Parmi les clients belges pointés par les révélations figurent en particulier 500 diamantaires anversois. Mais les documents SwissLeaks pointent aussi 97 chômeurs, 125 femmes au foyer, 21 mineurs et 34 étudiants dont l’un détenait 20 millions d’euros. Le fisc belge réclame déjà 434 millions d’euros à un peu moins de 500 clients de HSBC, dont les dossiers sont en passe d’être finalisés.

La justice belge avait déjà depuis longtemps HSBC dans son collimateur. La filiale suisse de la banque a été inculpée en novembre dernier pour fraude fiscale grave et organisée, organisation criminelle et exercice illégal de la profession d’intermédiaire financier puisqu’elle ne détenait pas de licence pour exercer en Belgique.

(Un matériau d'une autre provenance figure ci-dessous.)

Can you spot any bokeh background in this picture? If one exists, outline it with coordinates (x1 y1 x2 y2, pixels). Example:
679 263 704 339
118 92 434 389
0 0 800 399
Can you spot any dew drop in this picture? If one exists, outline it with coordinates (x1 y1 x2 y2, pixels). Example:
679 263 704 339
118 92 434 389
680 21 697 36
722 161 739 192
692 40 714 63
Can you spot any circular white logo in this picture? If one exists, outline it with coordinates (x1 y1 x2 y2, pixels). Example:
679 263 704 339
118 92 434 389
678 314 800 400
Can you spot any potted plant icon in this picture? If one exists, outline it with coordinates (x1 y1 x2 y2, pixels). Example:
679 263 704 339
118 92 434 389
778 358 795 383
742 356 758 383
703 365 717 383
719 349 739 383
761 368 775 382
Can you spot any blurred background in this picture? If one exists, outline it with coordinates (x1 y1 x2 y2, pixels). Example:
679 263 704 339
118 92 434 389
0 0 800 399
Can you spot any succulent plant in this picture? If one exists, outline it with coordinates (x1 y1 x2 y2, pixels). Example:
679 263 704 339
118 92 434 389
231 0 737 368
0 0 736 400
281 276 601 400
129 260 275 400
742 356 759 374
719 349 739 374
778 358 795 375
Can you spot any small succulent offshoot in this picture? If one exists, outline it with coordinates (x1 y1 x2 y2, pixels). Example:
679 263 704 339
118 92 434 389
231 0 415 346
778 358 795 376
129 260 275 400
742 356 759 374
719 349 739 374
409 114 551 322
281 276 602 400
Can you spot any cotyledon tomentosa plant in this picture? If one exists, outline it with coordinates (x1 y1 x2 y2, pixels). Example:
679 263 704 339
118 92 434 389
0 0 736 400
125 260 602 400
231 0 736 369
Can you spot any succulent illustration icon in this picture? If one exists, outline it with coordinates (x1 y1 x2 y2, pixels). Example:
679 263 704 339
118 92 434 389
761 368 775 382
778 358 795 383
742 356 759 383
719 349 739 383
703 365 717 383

Le juge d’instruction a envoyé en Suisse une commission rogatoire il y a deux mois et pris contact avec la banque. Mais la justice suisse fait la sourde oreille et la banque refuse de donner les informations demandées. Si la coopération ne s’améliore pas, le parquet envisage l’émission de mandats d’arrêt internationaux à l’encontre de l’actuel directeur de HSBC en Suisse et de son prédécesseur.